One of two questions posed by the Ninth Circuit was whether §226 applies where the employee is a California resident and who is paid here and pays here taxes but does not devote the majority of time to duties while in or flying over this state.

Kruger wrote:

“We conclude that whether plaintiffs are entitled to California-compliant wage statements depends on whether their principal place of work is in California. For pilots, flight attendants, and other interstate transportation workers who do not perform a majority of their work in any one state, this test is satisfied when California serves as their base of work operations, regardless of their place of residence or whether a collective bargaining agreement governs their pay.”

Pivotal Factor

She explained that in light of the Legislature’s concern in providing protections to workers, the intent behind §226 inferably was to extend “within reason” the provisions “to workers who perform at least some of their work in California, even if they do not perform all or most of their work in California.” What matters, she said, is not where they reside, receive their pay, or pay taxes, but whether California “serves as the physical location where the worker presents himself or herself to begin work.”

The jurist remarked:

“This is not a new concept in labor law; this is, in fact, the same general test that has been applied for some decades in the field of unemployment insurance, where the Legislature has paid focused attention to the problem of coverage for employees whose work is not localized in any one state….Applied to section 226, it means that workers are covered if they perform the majority of their work in California; but if they do not perform the majority of their work in any one state, they will be covered if they are based for work purposes in California.”

Other Question

The Ninth Circuit also inquired as to the effect of California Industrial Wage Commission’s Wage Order No. 9. It, like §226, sets forth requirements for wage statements but exempts from it provisions employees who are covered by a collective bargaining agreement under the federal Railway Labor Act—which includes the plaintiffs in the actions against United Airlines.

The Ninth Circuit queried whether Wage Order No. 9 precludes an action for a violation of §226 by an employee who is covered by a collective bargaining agreement.  Kruger replied that the wage order is narrower than the statute—and while “it is undisputed that United need not comply with the itemized statement requirements of the wage order”—the exemption does not have any broader application that the order, rejecting United’s argument that the exemption should be imported into §226.

“Given the number of times the Legislature has revisited and revised section 226 since the Railway Labor Act exemption was first promulgated in 1976,” Kruger said, “we can be sure that the Legislature’s failure to adopt the exemption is not for want of attention to the statute.”

Separate Opinion

In a separate opinion—in Oman v.
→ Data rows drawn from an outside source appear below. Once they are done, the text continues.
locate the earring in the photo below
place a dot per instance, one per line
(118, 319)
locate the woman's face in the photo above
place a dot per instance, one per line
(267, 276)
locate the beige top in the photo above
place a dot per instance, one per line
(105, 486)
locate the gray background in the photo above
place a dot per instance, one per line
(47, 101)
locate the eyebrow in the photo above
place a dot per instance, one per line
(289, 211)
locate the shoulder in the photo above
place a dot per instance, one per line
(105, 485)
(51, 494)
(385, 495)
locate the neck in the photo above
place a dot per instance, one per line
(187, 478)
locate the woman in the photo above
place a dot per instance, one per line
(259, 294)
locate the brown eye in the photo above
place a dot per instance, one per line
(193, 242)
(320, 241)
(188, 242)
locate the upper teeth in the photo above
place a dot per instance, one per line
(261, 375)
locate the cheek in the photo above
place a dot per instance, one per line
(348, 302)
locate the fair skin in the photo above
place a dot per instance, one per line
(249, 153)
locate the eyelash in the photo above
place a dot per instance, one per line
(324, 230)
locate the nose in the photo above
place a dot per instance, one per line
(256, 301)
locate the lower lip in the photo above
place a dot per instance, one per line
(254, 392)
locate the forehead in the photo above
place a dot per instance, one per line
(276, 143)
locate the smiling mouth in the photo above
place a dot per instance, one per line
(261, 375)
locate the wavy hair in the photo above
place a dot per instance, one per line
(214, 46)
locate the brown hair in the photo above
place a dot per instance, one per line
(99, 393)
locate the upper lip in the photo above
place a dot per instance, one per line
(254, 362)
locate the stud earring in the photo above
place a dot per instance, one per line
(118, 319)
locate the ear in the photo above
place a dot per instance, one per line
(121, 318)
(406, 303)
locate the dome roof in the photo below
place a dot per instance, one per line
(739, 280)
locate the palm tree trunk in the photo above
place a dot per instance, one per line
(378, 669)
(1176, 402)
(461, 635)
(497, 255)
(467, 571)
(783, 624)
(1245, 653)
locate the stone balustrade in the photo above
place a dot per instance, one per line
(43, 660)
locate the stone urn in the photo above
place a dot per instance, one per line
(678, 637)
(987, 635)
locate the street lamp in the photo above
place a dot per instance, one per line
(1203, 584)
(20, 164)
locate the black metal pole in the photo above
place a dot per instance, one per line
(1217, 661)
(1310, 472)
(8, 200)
Delta Airlines, Inc., 2020 S.O.S. 3144—Kruger reiterated the holding in Ward, and dealt with additional questions presented by the Ninth Circuit. She again wrote for a unanimous court; Justice Goodwin H. Liu wrote a concurring opinion, in which Justice Mariano-Florentino Cuéllar joined.

The applicability to flight attendants of Labor Code §204—which requires timely remittance of wages—was addressed by Kruger who said that just as “California’s wage statement laws apply only to flight attendants who have their base of work operations in California, …the same is true of California laws governing the timing of wage payments.”

She found that Delta’s complex formula for determining pay is “relatively unusual,” it does not violate California’s minimum wage laws and there is therefore no “need not settle the reach of the state’s minimum wage laws.”